Consider using well defined syntax for denoting vulnerable releases

[sbs2001]

At https://github.com/nexB/vulnerablecode we consume the istio advisories from https://github.com/istio/istio.io/tree/master/content/en/news/security .

These advisories have a field called releases for denoting istio releases which are affected by the particular vulnerability. Currently it has unstructured values like

• All releases 1.5 and later from istio-security-2021-004
• 1.4 to 1.4.8, 1.5 to 1.5.3 from stio-security-2020-005

Using such unstructured values make it hard to parse the advisories programmatically. It would be extremely useful and easy for us as well as other projects to use istio data if the releases used proper version ranges instead.

Notes: Doing something like All releases x and later is especially bad, since that means any versions in future would be vulnerable.

Examples: https://github.com/RustSec/advisory-db/blob/main/crates/truetype/RUSTSEC-2021-0029.md

Some considerations while using version ranges: https://github.com/RustSec/advisory-db/discussions/831

[ericvn]

@brian-avery No tag for product security team. Maybe change later to prior to make that more understandable.

[brian-avery]

Thanks @ericvn. We have the label in istio/istio, but not here. I'll check why.

Thanks for the feedback @sbs2001. I can see how this would be a challenge to parse. We're working on finding a better way to report both the supported Istio versions that have been patched and older versions of Istio that have not been tested so should be assumed vulnerable. Would it be easier if we were to separate these into two different front-matter fields?

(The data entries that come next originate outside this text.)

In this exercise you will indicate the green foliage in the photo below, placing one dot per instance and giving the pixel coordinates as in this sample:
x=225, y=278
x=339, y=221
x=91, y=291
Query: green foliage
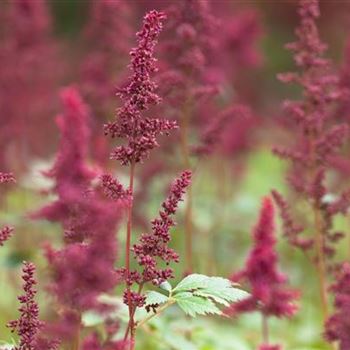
x=198, y=294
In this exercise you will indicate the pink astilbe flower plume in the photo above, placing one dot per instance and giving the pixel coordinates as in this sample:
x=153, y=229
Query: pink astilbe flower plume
x=269, y=293
x=140, y=132
x=108, y=32
x=319, y=137
x=337, y=326
x=84, y=267
x=7, y=231
x=71, y=174
x=28, y=325
x=29, y=76
x=153, y=247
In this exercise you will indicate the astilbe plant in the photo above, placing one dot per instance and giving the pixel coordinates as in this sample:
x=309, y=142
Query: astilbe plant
x=319, y=138
x=338, y=325
x=7, y=231
x=106, y=38
x=153, y=247
x=270, y=294
x=84, y=267
x=139, y=131
x=28, y=325
x=29, y=76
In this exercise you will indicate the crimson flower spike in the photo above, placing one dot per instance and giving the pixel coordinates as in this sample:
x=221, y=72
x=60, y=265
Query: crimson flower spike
x=269, y=293
x=140, y=93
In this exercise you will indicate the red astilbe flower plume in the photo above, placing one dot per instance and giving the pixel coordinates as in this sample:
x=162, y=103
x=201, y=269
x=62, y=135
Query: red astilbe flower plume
x=153, y=246
x=28, y=325
x=269, y=347
x=337, y=327
x=29, y=75
x=108, y=33
x=186, y=53
x=140, y=133
x=318, y=137
x=269, y=293
x=106, y=41
x=70, y=172
x=84, y=267
x=7, y=231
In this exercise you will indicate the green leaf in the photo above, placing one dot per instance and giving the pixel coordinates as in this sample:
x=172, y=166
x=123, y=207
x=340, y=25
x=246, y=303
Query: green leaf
x=193, y=281
x=153, y=297
x=166, y=286
x=206, y=291
x=194, y=305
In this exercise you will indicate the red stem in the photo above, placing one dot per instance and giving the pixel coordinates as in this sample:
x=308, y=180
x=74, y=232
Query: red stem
x=131, y=325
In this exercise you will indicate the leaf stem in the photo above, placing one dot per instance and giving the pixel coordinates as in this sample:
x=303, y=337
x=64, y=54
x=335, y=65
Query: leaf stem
x=131, y=325
x=265, y=329
x=170, y=302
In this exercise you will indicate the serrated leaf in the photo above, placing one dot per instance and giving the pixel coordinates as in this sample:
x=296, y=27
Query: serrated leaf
x=166, y=286
x=214, y=289
x=216, y=298
x=194, y=305
x=153, y=297
x=190, y=282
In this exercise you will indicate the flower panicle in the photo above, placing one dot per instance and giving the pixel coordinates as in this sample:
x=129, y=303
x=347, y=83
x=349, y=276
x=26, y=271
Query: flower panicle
x=153, y=246
x=337, y=326
x=269, y=293
x=28, y=324
x=140, y=93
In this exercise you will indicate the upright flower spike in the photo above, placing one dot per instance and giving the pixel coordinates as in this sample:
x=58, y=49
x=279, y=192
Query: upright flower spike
x=29, y=77
x=7, y=231
x=337, y=327
x=28, y=324
x=140, y=132
x=318, y=139
x=73, y=151
x=269, y=293
x=84, y=267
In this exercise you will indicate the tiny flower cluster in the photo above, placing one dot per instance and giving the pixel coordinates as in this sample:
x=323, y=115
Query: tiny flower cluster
x=28, y=325
x=338, y=326
x=154, y=245
x=269, y=294
x=141, y=133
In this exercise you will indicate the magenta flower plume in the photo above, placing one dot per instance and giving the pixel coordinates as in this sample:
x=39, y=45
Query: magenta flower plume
x=7, y=231
x=140, y=133
x=28, y=324
x=108, y=32
x=113, y=189
x=7, y=178
x=269, y=347
x=72, y=155
x=153, y=246
x=73, y=125
x=337, y=327
x=29, y=74
x=319, y=137
x=269, y=293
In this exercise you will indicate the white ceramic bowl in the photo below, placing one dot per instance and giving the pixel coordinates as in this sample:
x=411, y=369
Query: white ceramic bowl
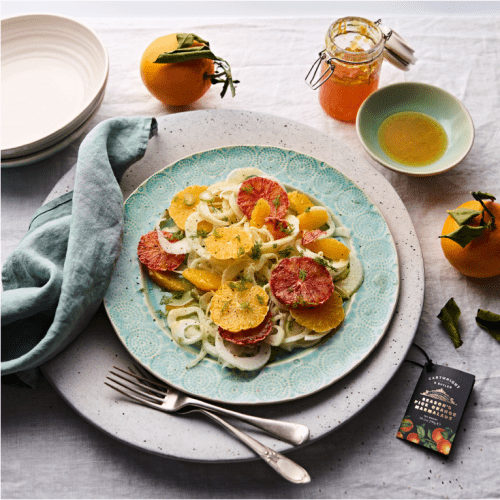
x=54, y=74
x=433, y=101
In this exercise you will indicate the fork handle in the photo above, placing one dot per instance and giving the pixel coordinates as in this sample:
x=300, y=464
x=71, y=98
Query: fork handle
x=281, y=464
x=286, y=431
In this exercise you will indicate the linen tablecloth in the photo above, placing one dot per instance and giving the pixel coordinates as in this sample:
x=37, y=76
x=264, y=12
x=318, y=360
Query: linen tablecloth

Looking at the Rust vulnerabilities you linked, it seems like that's what Rust does.

[sbs2001]

@brian-avery re two different front-matter fields

That's actually one front matter, they are using toml instead of yaml. In any case taking any approach would be fine. IMHO single frontmatter might be simple to maintain wrt to serving it at frontend.

The main issue however is the version ranges wrt making advisories machine readable. It's really a two fold problem.

1. Machine readable version ranges are not provided. In the above example 1.4 to 1.4.8 is manageable, but >=1.4 && <=1.4.8 is effortless.
2. Version ranges need to be actively maintained. For eg there's https://security.openstack.org/ossa/OSSA-2013-011.html#affects which essentially says all versions of keystone are vulnerable. Which is probably wrong, since that vulnerability is 6+ year old.

It must be a burden on your side to enumerate vulnerable and non-vulnerable versions, but if there's testing done it shouldn't be wasted by having less-specific ranges. FWIW there is a project by SAP https://github.com/SAP/project-kb/tree/vulnerability-data/statements they are enumerating vulnerable/patched packages wrt vulnerabilities ranging from the latest CVEs to 6+ year old CVEs. In the end someone has to verify these things, IMHO the "verification" should be shared via more specific ranges, to avoid redundant work.

[ericvn]

Since Brian is not in the Istio community anymore, I'll tag some others on the Product Security WG (I don't know who the WG lead is at the moment): @jacob-delgado @GregHanson

[Rana-KV]

Hello @ericvn and @sbs2001, I'm interested in addressing this issue. My background in Product Security has given me insight into the importance of implementing these changes. If this issue is unassigned, I'm willing to work on it.